Saturday, January 21, 2012

Speed Whacking, It's The Future.

Because television is awesome and something you should obey without question, it has come to my attention that Vaseline, I guess, has come up with this NEW! GREAT! IDEA! for mens' Vaseline that makes me wonder what exactly Vaseline is doing with it's time and can I join it's THINK TANK because it'd be the best. job. ever!

It seems that they are claiming their new brand of Vaseline is non-greasy and dries in 15 seconds. Non-greasy? Dries in fifteen seconds? Do you know what this means? Do you have any idea what this fucking means people?

Vaseline, obviously, wants to start a new penis themed Olympics that is all about Speed Whacking and if you can whack off before the fifteen seconds YOU WIN! Yay!

Can you imagine it? Twenty men from around the world gathering in one room, in one line, in the semi-dark, furiously whacking off in the hopes of making it to the sticky finish before the Vaseline dries and it the friction burn sets in. First one to explode all over his opponents wins the grand prize of being the fastest whacker in the west. Or that room.
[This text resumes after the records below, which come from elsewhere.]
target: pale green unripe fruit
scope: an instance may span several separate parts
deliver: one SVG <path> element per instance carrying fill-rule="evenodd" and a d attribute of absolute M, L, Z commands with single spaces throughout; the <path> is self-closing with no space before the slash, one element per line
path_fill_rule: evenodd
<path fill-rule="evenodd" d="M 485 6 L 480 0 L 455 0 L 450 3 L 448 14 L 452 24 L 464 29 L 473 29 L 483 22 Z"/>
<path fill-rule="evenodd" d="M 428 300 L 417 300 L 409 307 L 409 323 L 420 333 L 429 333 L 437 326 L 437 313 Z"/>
And then the winner goes on a Speed Whacking North American Tour where he's forced to whack off in front of crowds of men and woman and maybe children, I'm not sure what Vaseline is into, and attempts to beat his record over and over again in various malls until next year when he's faced with his competitors who want to jerk off faster than him in front of him and others.

Or, Vaseline just hates masturbation. Is all I'm saying.


  1. Hahha this post is hilarious. I r ead it to my f riend and we laughed uncontrolably.

  2. I really wish there was an applause emoticon to accurately express how much this post made me laugh.

  3. It's people like you that make me write posts about furious male masturbation. KEEP IT REAL!

  4. There is now the remains of a gin and tonic on the screen of my mac. Just saying you now owe me $5.00 for lost gin. I accept Paypal.